Hingga saat ini, pelajaran muatan lokal yang dipakai di sekolah-sekolah di Tegal adalah pelajaran Bahasa Jawa wetanan yang dipakai oleh orang-orang Semarang-Surakarta-Jogjakarta. Hal ini tentu saja membuat pelajaran tersebut akan sia-sia karena tidak dipakai di kehidupan sehari-hari. Selain itu, tidak dipelajarinya bahasa Tegalan di sekolah-sekolah tentu saja membuat perkembangan dan kelestarian bahasa Tegalan kian terancam.

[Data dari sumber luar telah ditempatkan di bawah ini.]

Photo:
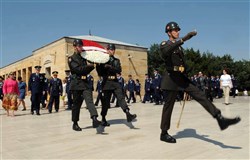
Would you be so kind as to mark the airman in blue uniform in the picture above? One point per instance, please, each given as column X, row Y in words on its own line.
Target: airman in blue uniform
column 37, row 88
column 131, row 89
column 157, row 87
column 55, row 90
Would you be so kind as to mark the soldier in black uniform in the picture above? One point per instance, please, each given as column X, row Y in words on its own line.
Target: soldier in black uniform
column 68, row 92
column 37, row 87
column 55, row 91
column 79, row 86
column 110, row 83
column 175, row 77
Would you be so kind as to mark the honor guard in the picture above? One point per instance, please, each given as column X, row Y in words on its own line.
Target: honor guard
column 131, row 89
column 99, row 91
column 68, row 92
column 175, row 77
column 37, row 88
column 55, row 90
column 147, row 87
column 157, row 87
column 109, row 72
column 79, row 86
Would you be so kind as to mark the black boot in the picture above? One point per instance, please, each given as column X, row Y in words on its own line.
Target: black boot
column 225, row 122
column 130, row 117
column 95, row 122
column 104, row 122
column 76, row 127
column 167, row 138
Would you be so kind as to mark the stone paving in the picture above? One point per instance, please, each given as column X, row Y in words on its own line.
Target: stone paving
column 50, row 136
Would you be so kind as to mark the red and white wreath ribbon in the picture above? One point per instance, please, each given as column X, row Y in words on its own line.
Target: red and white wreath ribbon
column 94, row 52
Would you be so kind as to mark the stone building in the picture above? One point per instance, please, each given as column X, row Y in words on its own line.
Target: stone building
column 53, row 57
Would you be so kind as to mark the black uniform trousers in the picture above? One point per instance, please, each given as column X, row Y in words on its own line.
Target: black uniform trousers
column 70, row 100
column 36, row 99
column 99, row 97
column 52, row 99
column 78, row 97
column 106, row 99
column 194, row 92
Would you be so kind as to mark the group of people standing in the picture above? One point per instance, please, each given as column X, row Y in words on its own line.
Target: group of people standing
column 173, row 79
column 12, row 93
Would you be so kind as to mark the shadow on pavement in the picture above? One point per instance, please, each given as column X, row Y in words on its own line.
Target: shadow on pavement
column 191, row 133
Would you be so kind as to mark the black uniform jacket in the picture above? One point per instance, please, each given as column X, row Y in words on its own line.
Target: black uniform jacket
column 108, row 71
column 173, row 55
column 79, row 71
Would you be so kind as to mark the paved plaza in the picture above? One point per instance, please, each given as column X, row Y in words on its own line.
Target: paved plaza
column 50, row 136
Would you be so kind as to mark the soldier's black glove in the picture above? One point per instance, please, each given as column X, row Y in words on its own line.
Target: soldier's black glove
column 107, row 66
column 189, row 35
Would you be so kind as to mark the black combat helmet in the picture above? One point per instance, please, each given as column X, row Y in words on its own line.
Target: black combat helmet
column 172, row 25
column 77, row 42
column 111, row 47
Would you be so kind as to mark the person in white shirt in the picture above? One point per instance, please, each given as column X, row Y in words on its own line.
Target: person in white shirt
column 226, row 85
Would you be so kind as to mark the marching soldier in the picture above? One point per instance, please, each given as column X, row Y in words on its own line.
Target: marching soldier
column 37, row 88
column 79, row 86
column 175, row 77
column 157, row 87
column 131, row 89
column 55, row 91
column 109, row 72
column 99, row 91
column 147, row 86
column 68, row 92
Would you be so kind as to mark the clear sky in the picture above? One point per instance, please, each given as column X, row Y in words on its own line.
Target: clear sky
column 222, row 26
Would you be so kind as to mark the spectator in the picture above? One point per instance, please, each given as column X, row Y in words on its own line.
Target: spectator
column 10, row 92
column 22, row 89
column 138, row 89
column 226, row 85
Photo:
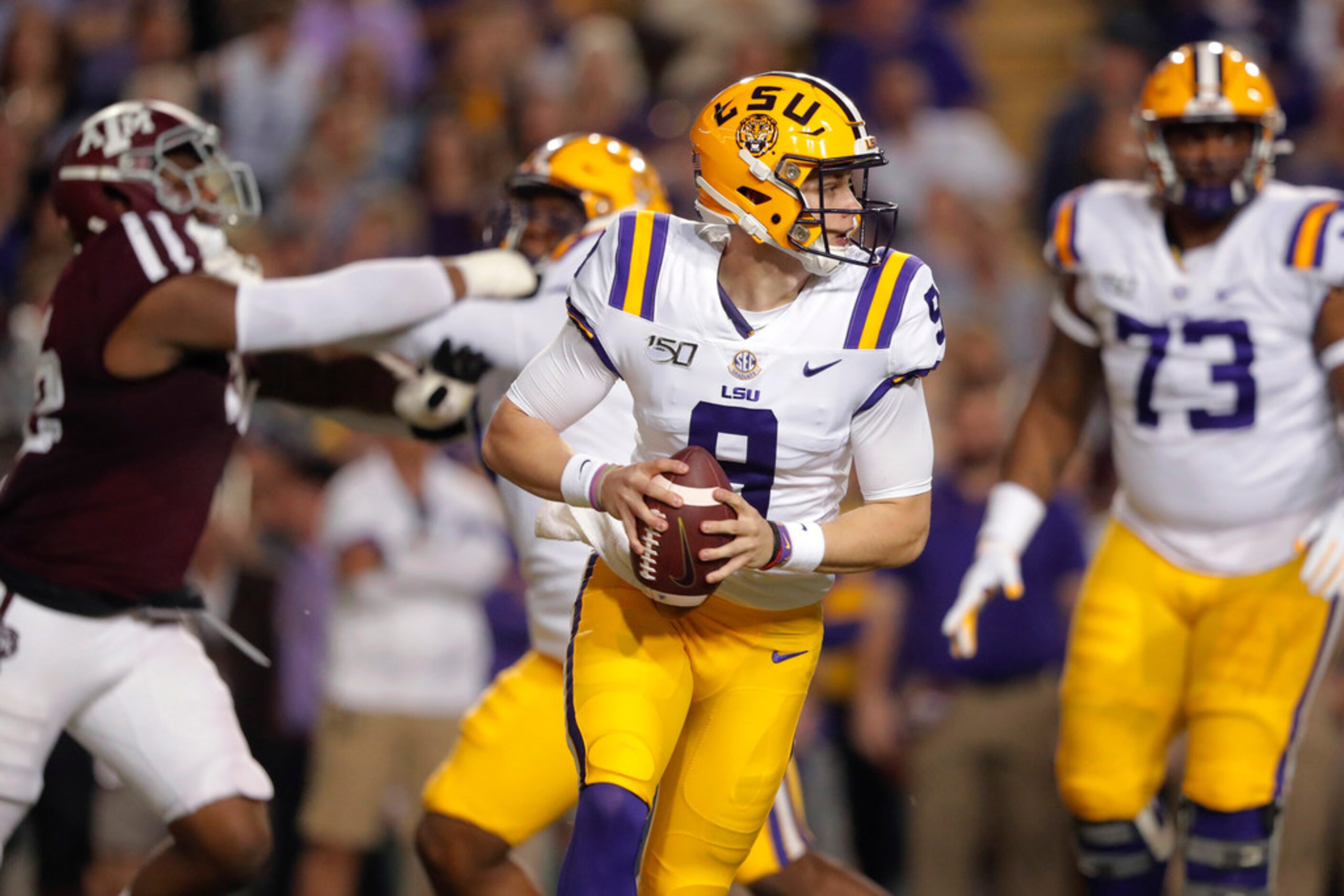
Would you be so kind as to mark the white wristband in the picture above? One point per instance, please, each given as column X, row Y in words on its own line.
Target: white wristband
column 1333, row 355
column 582, row 475
column 801, row 546
column 1012, row 516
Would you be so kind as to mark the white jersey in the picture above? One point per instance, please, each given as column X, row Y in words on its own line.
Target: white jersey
column 510, row 333
column 776, row 406
column 1225, row 436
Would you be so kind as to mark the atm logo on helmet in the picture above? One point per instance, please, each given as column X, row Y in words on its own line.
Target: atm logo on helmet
column 757, row 135
column 113, row 135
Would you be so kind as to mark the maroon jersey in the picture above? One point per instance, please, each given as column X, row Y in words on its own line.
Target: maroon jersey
column 115, row 479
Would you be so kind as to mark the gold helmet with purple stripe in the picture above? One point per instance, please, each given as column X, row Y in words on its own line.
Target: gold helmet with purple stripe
column 1208, row 83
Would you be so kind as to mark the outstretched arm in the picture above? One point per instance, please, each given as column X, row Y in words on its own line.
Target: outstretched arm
column 203, row 313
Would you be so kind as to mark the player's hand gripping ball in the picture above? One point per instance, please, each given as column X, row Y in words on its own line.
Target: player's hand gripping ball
column 670, row 563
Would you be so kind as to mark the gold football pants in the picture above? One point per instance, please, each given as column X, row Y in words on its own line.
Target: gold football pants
column 1156, row 649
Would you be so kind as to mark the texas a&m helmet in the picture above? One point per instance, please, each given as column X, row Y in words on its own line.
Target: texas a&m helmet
column 149, row 156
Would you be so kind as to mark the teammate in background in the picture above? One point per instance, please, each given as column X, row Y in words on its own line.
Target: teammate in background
column 142, row 394
column 783, row 343
column 1208, row 302
column 511, row 774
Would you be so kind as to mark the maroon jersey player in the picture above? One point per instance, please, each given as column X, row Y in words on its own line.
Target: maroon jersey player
column 142, row 391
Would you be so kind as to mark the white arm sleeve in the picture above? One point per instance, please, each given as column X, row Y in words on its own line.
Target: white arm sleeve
column 507, row 333
column 562, row 383
column 351, row 302
column 893, row 445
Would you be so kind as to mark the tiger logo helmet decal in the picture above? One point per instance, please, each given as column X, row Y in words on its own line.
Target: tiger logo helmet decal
column 757, row 135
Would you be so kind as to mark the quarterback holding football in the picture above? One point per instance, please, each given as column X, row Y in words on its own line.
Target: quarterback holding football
column 778, row 338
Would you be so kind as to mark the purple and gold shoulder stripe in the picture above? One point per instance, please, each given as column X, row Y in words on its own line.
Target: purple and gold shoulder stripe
column 1063, row 230
column 641, row 240
column 1307, row 248
column 881, row 299
column 585, row 328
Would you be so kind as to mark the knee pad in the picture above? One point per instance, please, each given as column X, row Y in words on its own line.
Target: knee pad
column 1229, row 854
column 1125, row 857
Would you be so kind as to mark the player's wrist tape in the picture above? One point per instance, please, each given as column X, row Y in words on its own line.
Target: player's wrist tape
column 1333, row 355
column 582, row 479
column 799, row 547
column 1012, row 516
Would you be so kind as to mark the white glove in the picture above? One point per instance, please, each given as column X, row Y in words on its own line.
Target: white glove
column 433, row 402
column 496, row 273
column 997, row 569
column 220, row 259
column 1323, row 569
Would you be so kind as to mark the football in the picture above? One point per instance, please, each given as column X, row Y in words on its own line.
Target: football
column 670, row 563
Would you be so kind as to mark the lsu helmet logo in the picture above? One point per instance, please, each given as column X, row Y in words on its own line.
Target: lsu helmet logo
column 757, row 135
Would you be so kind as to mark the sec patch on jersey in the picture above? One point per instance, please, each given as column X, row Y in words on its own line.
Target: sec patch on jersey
column 670, row 563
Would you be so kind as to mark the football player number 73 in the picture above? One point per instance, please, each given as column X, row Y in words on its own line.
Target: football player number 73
column 1237, row 373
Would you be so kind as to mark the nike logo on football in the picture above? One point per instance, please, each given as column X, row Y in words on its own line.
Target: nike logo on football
column 812, row 371
column 687, row 559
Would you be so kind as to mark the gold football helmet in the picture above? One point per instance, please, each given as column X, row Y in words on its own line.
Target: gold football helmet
column 755, row 146
column 1208, row 83
column 604, row 175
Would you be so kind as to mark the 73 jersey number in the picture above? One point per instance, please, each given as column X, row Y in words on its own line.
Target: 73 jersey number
column 1236, row 373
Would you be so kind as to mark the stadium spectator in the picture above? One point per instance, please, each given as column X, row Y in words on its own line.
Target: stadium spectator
column 420, row 544
column 863, row 32
column 1117, row 62
column 269, row 89
column 931, row 148
column 975, row 737
column 34, row 72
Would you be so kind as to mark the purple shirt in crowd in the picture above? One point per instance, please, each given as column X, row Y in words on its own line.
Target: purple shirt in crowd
column 1017, row 637
column 300, row 612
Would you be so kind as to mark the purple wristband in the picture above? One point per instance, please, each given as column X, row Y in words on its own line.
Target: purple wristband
column 596, row 484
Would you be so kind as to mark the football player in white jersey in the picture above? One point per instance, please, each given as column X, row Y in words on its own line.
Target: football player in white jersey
column 777, row 339
column 1208, row 304
column 511, row 774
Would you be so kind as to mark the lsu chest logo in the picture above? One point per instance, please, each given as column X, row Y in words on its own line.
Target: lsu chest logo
column 745, row 366
column 757, row 135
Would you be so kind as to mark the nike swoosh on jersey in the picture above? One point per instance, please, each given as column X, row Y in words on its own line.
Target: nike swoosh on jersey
column 812, row 371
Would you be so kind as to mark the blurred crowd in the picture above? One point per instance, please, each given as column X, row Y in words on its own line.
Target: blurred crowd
column 386, row 128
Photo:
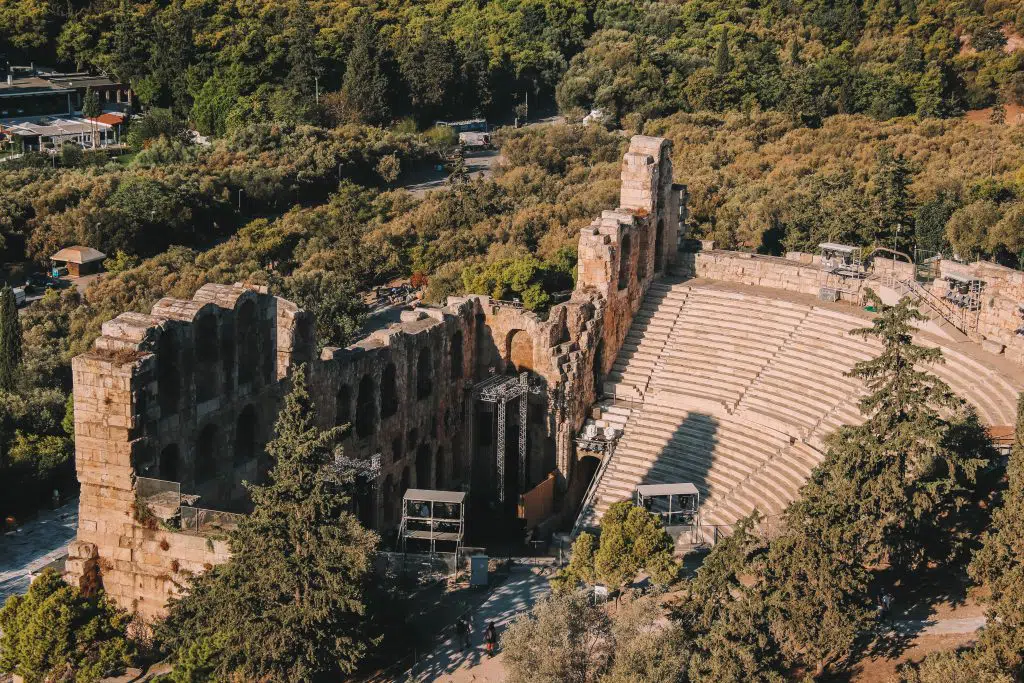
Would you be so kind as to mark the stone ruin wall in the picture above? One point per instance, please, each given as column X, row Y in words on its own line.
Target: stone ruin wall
column 184, row 393
column 1001, row 295
column 189, row 392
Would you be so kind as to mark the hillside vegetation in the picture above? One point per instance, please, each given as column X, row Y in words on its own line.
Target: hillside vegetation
column 223, row 65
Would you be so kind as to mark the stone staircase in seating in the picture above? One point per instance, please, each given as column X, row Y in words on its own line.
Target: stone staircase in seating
column 735, row 392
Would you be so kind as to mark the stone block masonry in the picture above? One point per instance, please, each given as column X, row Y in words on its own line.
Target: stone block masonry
column 187, row 394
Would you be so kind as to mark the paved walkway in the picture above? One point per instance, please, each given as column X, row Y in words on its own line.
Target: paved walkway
column 449, row 665
column 942, row 627
column 33, row 546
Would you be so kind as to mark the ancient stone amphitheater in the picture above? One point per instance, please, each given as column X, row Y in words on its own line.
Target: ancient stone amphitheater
column 713, row 368
column 734, row 387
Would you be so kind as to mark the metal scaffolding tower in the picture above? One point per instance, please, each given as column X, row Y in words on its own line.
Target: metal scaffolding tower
column 501, row 389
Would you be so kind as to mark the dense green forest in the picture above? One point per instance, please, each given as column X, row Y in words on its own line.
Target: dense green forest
column 224, row 65
column 793, row 122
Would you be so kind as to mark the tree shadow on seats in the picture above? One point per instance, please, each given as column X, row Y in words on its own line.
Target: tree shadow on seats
column 688, row 455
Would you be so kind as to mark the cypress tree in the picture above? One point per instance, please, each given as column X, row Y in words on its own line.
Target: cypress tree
column 289, row 604
column 892, row 196
column 365, row 87
column 302, row 56
column 723, row 60
column 10, row 339
column 998, row 565
column 91, row 111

Framing media saat ini seperti sinetron yang menggunakan bahasa Tegal sebagai bahasa kaum pembantu dan supir serta bahan lawakan di acara-acara komedi juga semakin membuat kebanyakan orang Tegal yang merantau di kota-kota besar semakin minder dan enggan menuturkan dialek Tegalan. Keluarga-keluarga muda di Tegal juga mulai mengajarkan anak-anaknya Bahasa Indonesia ataupun Bahasa Jawa wetanan sebagai bahasa sehari-hari dibandingkan dengan Bahasa Tegalan karena dianggap lebih prestisius. Tegal pun mengalami krisis bahasa daerahnya sendiri, Bahasa Tegalan.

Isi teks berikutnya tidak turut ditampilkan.